Rao, whose Newton last year was India's entry for the Oscars, has delivered yet another solid performance, carrying the entire film on his shoulders. He is there everywhere, all over in this near-biopic of Ahmed Omar Saeed Sheikh, better known by the Indian media as terrorist Omar Sheikh – lodged in a Karachi jail since 2014.
From the first to the last, few sequences are such where Rao isn't present. Those few too are mostly about him. Such an author-backed role is a dream for every actor but also a test of mettle for most. Rao passes that like he has several times in the past. He shines through as an intelligent, England-bred Pakistani boy, who is moved by the horror of Bosnia, trains with fundamentalists in Af-Pak as the 'War of Civilisations' was taking off and gradually grows to be a cunning, motivating terror leader.

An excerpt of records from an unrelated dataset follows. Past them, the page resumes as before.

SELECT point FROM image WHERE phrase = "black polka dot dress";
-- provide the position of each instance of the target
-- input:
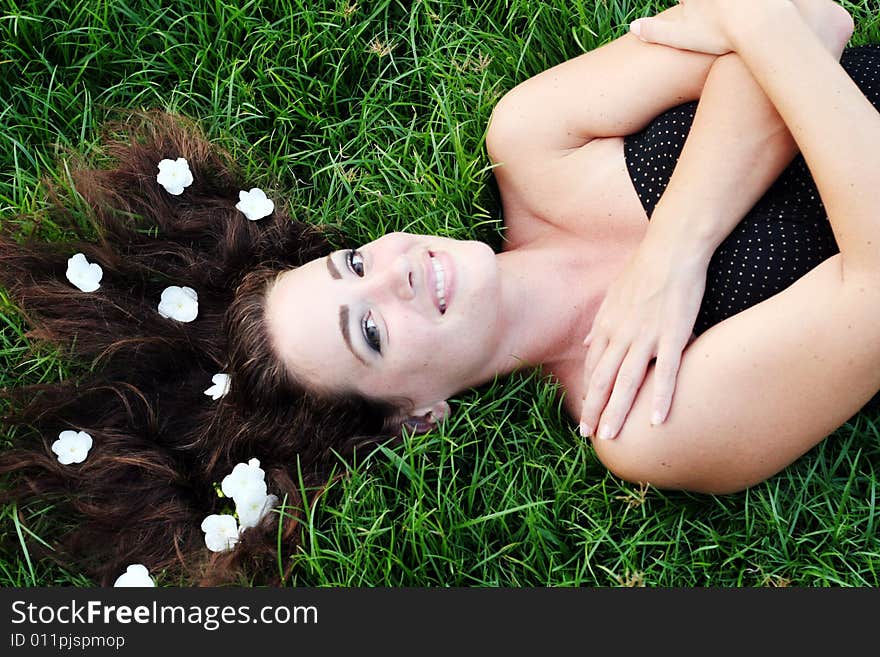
(783, 236)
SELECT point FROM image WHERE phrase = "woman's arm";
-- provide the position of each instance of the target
(761, 388)
(737, 146)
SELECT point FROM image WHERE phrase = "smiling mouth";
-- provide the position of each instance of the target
(440, 279)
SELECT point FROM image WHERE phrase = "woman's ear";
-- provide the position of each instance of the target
(424, 419)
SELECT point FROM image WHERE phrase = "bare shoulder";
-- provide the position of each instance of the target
(585, 190)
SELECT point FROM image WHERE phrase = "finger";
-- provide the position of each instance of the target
(626, 387)
(665, 375)
(600, 384)
(598, 345)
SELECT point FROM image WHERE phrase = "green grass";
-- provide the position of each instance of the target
(371, 116)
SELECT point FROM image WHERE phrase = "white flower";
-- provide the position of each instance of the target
(180, 303)
(220, 387)
(84, 274)
(135, 575)
(174, 175)
(221, 532)
(255, 204)
(72, 446)
(244, 479)
(252, 506)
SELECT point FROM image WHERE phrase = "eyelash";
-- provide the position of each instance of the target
(349, 260)
(368, 327)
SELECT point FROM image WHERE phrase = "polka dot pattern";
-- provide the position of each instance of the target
(783, 236)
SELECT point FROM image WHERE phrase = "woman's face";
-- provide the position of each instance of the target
(406, 316)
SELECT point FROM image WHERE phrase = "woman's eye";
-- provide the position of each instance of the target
(355, 262)
(371, 333)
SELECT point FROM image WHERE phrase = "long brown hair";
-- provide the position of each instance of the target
(160, 443)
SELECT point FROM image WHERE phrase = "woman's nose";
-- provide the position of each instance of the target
(396, 279)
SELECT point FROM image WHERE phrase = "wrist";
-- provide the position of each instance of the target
(692, 234)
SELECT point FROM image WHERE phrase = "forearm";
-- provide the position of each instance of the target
(737, 146)
(836, 128)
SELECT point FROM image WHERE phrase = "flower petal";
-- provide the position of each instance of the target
(174, 175)
(83, 274)
(136, 575)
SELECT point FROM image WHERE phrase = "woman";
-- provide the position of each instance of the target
(355, 345)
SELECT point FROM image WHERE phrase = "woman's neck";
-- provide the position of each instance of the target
(551, 292)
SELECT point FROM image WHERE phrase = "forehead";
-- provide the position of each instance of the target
(302, 313)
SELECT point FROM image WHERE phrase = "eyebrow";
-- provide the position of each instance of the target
(343, 326)
(331, 267)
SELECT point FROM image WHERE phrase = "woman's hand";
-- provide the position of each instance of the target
(649, 311)
(702, 26)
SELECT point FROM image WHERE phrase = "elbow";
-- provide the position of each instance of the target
(661, 465)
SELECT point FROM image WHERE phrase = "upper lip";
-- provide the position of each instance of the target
(431, 279)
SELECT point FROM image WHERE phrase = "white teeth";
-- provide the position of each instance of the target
(441, 283)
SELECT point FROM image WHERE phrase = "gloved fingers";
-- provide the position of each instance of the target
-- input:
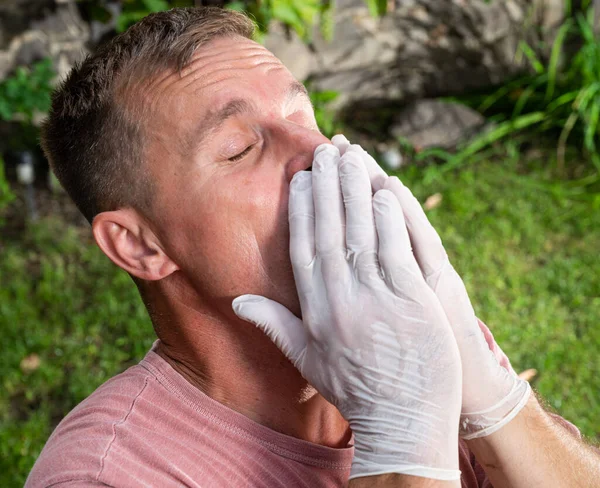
(361, 238)
(427, 245)
(395, 255)
(329, 208)
(301, 214)
(377, 175)
(277, 322)
(498, 353)
(340, 141)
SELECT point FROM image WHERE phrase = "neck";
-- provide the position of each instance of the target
(235, 364)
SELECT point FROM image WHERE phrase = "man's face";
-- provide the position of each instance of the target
(227, 137)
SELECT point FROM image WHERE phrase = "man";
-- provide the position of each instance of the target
(178, 141)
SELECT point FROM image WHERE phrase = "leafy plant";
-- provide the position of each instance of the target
(299, 15)
(6, 195)
(561, 99)
(27, 91)
(326, 119)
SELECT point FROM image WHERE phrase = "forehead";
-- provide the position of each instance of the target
(222, 69)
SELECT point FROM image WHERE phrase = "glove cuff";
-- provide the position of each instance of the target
(481, 424)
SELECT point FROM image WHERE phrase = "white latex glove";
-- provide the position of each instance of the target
(373, 340)
(492, 395)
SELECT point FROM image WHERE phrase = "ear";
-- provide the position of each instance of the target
(124, 236)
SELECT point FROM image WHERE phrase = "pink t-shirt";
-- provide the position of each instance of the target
(150, 427)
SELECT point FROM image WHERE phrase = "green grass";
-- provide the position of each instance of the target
(527, 252)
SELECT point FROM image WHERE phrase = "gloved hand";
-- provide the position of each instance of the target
(492, 394)
(373, 339)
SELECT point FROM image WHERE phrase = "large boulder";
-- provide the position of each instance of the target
(31, 30)
(422, 48)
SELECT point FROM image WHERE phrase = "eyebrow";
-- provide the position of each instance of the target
(215, 119)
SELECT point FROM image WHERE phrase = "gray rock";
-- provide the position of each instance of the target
(423, 48)
(31, 30)
(433, 123)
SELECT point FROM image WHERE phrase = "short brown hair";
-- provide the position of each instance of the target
(92, 140)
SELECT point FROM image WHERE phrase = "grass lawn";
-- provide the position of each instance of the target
(527, 252)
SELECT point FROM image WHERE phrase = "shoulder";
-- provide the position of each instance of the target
(76, 450)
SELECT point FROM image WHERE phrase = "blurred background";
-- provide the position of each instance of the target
(489, 110)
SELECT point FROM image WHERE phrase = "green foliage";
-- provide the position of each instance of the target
(27, 91)
(64, 303)
(528, 258)
(561, 99)
(326, 119)
(6, 195)
(298, 15)
(526, 248)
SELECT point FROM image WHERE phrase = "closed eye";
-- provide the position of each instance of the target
(239, 156)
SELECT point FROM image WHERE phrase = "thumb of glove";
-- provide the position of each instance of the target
(277, 322)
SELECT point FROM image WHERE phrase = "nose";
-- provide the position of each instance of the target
(297, 145)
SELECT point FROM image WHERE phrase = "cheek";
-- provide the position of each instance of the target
(237, 226)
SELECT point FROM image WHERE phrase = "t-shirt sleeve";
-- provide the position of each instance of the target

In the process, he holds close-ups with elan, does different accents fluently and generally comes across as comfortable in the skin of the terrorist who kidnapped foreign tourists in Delhi – one of those whom former defence minister Jaswant Singh had to escort to Kandahar and set free in lieu of the hijacked passengers of IC 814 in 1999.
After that incident, Omar Sheikh's stature as a terrorist only increased: he could have been a funder of 9/11 accused Mohammed Atta and a year later, in 2002, he was sentenced to death for the kidnap and murder of Wall Street Journal's Daniel Pearl.
If you make plot points of these, Mehta has achieved a good docu-feature, banking on Rao's prowess to hold it all together. Everything else, except the painstakingly good detailing – is minimalistic. The camera sticks to a particular tonality of bluish grey with some occasional British sunshine as breaks from the world of terror and scheming. Among the other actors, Rajesh Tailang (General Mahmood of Pakistan's Inter-Services Intelligence) and Keval Arora (as Omar's father Saeed Sheikh), provide good support.
But after all this, Omerta underwhelms. Perhaps my expectation was higher from Mehta, but the feeling of 'a wanting' is what this film left behind. It's probably the way Mehta and Mukul Dev has framed the story – very tight (doff of the hat to Aditya Warrior for the 96-minute cut) and sparing. Too sparing?
Stills of Bosnian horror make the '90s come real, grabs of the Twin Tower and President Bush reminds of that fateful day; and then leaves you asking for more: Who was Omar? Who was he growing up? Who was he before being a student of the London School of Economics? Who was he before he came across those ghastly pictures of tortured Muslims? Who were the others who aligned with him, fought him, revered him and despised him? Which was that world? The '90s are so far away nowadays. So many would not know how it used to feel like a different world.
It's unfair to expect Mehta to know all answers, but perhaps the writer duo could have created a few more poignant moments. Omerta is a film true to its intent, which will benefit many by its record-keeping. But yes, that feeling of wanting to know more and have more cinematic moments lingers.